Tree: number of children of each node given total number of nodes and number of sublevels

algebra-precalculusdiscrete mathematicsgraph theorytrees

Imagine a full n-tree: every node has a single parent (or is the root and has 0 parents) and exactly n children (or is a leaf node and has 0 children).

We can describe this tree with three variables: A = total number of nodes in the tree. B = number of sublevels in the tree. C = number of children per node.

The fundamental formula to relate these three variables is most intuitively:

$$ A = \sum_{n=0}^{B}{C^n} $$

For example, if there are 4 sublevels of hierarchy (under the top node) and each node has 3 children, then B = 4 and C = 3. The top layer's count is 1, then the second layer's count is 3, then 3^2 = 9, then 3^3 and 3^4. The sum equals 121.

From some Googling, I discovered that this sum can be expressed as:

$$ A = \frac{{C^{B+1}-1}}{{C-1}} $$

If given A and C, you can work it out to solve for B and end up with:

$$ B=log_C(AC-A+1)-1 $$

However, I am looking for a way to solve for C given A and B. Is there a way to do this?

Best Answer

Found the answer. First, some renaming of the variables for clarity:

  • Depth of tree = D (was previously B)
  • Node count = N (was previously A)
  • Children per node = C (same as before)

Next for some trivial edge cases:

$$D=0 \leftrightarrow N=1$$ $$D=1 \leftrightarrow N=C+1$$ $$C=1 \leftrightarrow N=D+1$$

So, we will only consider cases where C >= 2 and D >= 2.

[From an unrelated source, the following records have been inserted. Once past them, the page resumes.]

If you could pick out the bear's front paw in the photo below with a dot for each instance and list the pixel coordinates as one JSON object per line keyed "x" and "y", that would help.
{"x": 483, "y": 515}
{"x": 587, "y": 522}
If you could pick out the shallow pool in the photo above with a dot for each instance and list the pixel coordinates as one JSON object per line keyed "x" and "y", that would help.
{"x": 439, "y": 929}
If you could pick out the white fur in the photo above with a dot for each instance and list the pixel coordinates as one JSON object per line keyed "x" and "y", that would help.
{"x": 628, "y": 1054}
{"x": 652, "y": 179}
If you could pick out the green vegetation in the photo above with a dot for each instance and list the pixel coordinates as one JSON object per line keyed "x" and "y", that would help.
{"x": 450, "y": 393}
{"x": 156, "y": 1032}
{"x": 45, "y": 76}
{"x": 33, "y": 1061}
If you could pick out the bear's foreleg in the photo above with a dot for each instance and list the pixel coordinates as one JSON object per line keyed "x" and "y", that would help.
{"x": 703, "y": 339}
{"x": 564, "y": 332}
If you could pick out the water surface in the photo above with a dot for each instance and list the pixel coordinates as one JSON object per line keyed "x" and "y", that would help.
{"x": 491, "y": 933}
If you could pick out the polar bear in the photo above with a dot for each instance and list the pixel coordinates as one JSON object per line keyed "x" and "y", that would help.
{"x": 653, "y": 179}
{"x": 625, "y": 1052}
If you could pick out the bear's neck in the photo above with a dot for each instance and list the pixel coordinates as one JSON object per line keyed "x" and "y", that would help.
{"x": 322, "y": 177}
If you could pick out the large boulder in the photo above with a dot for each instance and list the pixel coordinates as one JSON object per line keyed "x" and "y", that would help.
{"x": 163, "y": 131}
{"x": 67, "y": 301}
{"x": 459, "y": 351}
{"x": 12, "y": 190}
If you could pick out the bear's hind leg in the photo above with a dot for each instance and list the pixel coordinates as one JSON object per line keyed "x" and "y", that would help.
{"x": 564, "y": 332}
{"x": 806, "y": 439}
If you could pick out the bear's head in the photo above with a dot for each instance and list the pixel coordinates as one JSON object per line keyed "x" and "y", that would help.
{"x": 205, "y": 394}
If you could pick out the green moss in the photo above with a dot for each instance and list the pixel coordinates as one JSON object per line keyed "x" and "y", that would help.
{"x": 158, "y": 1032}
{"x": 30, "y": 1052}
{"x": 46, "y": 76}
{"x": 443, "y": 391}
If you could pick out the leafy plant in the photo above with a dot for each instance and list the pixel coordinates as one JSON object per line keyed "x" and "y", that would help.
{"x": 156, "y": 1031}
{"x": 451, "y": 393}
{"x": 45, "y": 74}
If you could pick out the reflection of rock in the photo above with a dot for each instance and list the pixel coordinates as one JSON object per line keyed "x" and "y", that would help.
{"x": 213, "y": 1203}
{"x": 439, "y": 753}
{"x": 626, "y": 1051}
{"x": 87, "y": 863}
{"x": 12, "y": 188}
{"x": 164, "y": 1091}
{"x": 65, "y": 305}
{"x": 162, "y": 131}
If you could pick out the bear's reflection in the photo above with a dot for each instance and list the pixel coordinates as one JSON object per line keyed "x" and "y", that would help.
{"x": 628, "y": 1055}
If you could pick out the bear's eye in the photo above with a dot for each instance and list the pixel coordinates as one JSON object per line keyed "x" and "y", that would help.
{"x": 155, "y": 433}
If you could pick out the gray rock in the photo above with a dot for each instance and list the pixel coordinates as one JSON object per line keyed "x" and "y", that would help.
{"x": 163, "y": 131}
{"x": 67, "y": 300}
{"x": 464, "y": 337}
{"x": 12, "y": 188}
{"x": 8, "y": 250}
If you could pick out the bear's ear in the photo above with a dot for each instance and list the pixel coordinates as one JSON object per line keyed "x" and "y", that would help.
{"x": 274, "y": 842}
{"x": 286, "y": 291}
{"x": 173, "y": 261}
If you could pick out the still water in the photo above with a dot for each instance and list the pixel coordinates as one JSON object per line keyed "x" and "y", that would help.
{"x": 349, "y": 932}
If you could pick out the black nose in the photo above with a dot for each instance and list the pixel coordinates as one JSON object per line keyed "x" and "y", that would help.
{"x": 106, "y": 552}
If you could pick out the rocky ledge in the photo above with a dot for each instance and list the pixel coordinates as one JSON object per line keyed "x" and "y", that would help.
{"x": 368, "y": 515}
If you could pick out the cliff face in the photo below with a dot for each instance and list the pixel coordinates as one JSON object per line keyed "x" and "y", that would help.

Divide all the nodes between leaf nodes L and non-leaf (parent) nodes P. L + P = N. So,

$$L=C^D$$ and $$P=\sum_{n=0}^{D-1}{C^n}$$

Therefore,

$$C=\sqrt[D]L$$

It is obvious that

$$\sqrt[D]L < \sqrt[D]{L+P}$$

But it is a property of full trees where C > 1 that there are more leaf nodes than parent nodes. Because L > P and D >= 2,

$$\sqrt[D]{L+P} < \sqrt[D]{L+L} \leq \sqrt[D]{L*D} = \sqrt[D]L+1$$

So putting them together,

$$\sqrt[D]L < \sqrt[D]{L+P} < \sqrt[D]L+1$$

And because C is an integer,

$$floor(\sqrt[D]{L+P})=\sqrt[D]L$$

Intuitively, this means that all parent nodes are not enough to change the order of magnitude of the tree. The leaf nodes are sufficient to determine this. After substituting,

$$C=floor(\sqrt[D]N)$$

So that is the answer. It also nicely works for the edge case of C=1, but not for D=0 or D=1.

All credit goes to my cousin for figuring this out.